La polizia ha sequestrato circa un milione di dollari di Hong Kong in contanti, beni di valore per ulteriori quattro milioni e un ingente quantitativo di computer, telefoni cellulari e dispositivi elettronici ritenuti essenziali per il funzionamento della rete.
Tra gli arrestati figurano presunti organizzatori, personale operativo dei centri, titolari di conti utilizzati come prestanome e semplici scommettitori online. L’età delle persone coinvolte varia dai 18 ai 75 anni. Secondo le autorità, almeno diciotto degli arrestati avrebbero legami noti con organizzazioni criminali riconducibili alle triadi.
Le indagini hanno ricostruito un sistema operativo attivo ventiquattro ore su ventiquattro. Gli investigatori ritengono che il gruppo abbia utilizzato una rete di conti bancari fittizi per processare dal luglio 2025 circa 320 milioni di dollari di Hong Kong in puntate e movimentazioni finanziarie.
L’offerta proposta dall’organizzazione era particolarmente ampia e comprendeva scommesse sportive sul calcio, corse ippiche, giochi da casinò e altre discipline sportive. Tutta l’attività sarebbe stata orientata principalmente verso clienti residenti a Hong Kong, pur facendo riferimento a piattaforme di gioco con sede all’estero.
Secondo l’ispettore capo Wong Yu-fai dell’OCTB, il fenomeno del gioco illegale nella città sta attraversando una profonda trasformazione digitale. Le tradizionali attività clandestine stanno progressivamente lasciando spazio a modelli operativi online, nei quali le organizzazioni locali svolgono il ruolo di intermediari per conto di piattaforme internazionali.
I gruppi criminali, ha spiegato Wong, attirano nuovi clienti offrendo sconti sulle puntate, sistemi di gioco a credito e servizi di assistenza per l’apertura di conti su più piattaforme. I profitti derivano sia dalle scommesse effettuate dagli utenti sia dalle ricariche dei conti di gioco.
Particolarmente preoccupante, secondo gli investigatori, è il sistema utilizzato per reperire nuovi prestanome. Le organizzazioni recluterebbero persone economicamente fragili, giocatori indebitati o soggetti alla ricerca di guadagni immediati, spesso già presenti in ambienti legati al gioco illegale, convincendoli a mettere a disposizione i propri conti correnti in cambio di compensi.

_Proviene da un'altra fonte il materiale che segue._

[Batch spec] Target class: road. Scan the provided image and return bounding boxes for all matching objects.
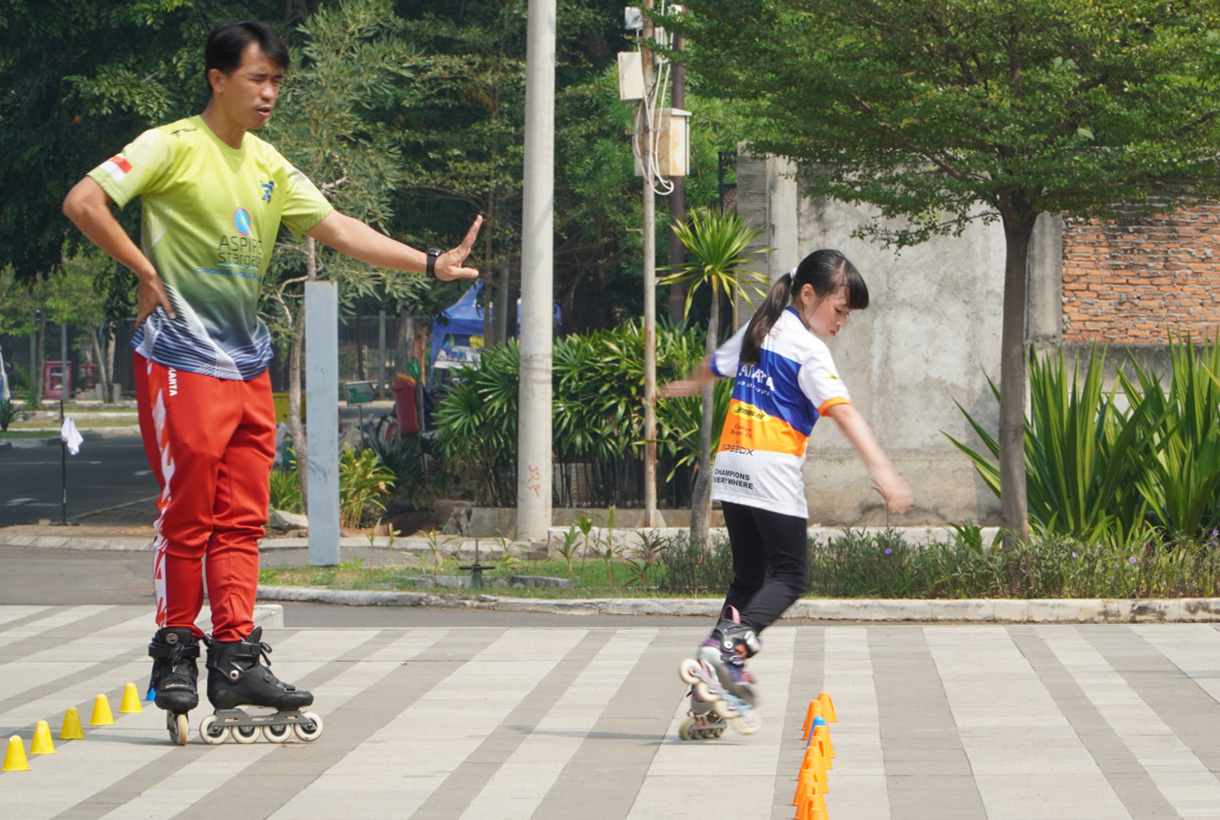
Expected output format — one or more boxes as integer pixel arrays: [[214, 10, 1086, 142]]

L’operazione arriva in un momento particolarmente sensibile per il mercato delle scommesse asiatico. L’avvio dei Mondiali di calcio ha tradizionalmente un forte impatto sui volumi di gioco e rappresenta uno dei periodi di maggiore attività sia per gli operatori legali sia per quelli clandestini.
Le autorità di Hong Kong hanno colto l’occasione per rinnovare l’invito ai cittadini a non utilizzare circuiti non autorizzati. La polizia ha annunciato che continuerà a contrastare il fenomeno attraverso una strategia basata su quattro direttrici: prevenzione, educazione, intelligence e attività repressiva.
A Hong Kong il quadro normativo è particolarmente restrittivo. Sono consentite esclusivamente le scommesse ippiche, le scommesse sul calcio, la lotteria Mark Six e le attività di gioco svolte presso strutture autorizzate. Qualsiasi altra forma di betting organizzata senza licenza è considerata illegale.
Le sanzioni previste dalla Gambling Ordinance sono severe. Chi scommette presso bookmaker non autorizzati rischia fino a nove mesi di reclusione e una multa di 50.000 dollari di Hong Kong, mentre gli organizzatori di attività di raccolta illegale possono essere condannati fino a sette anni di carcere e a una multa che può raggiungere i 5 milioni di dollari di Hong Kong.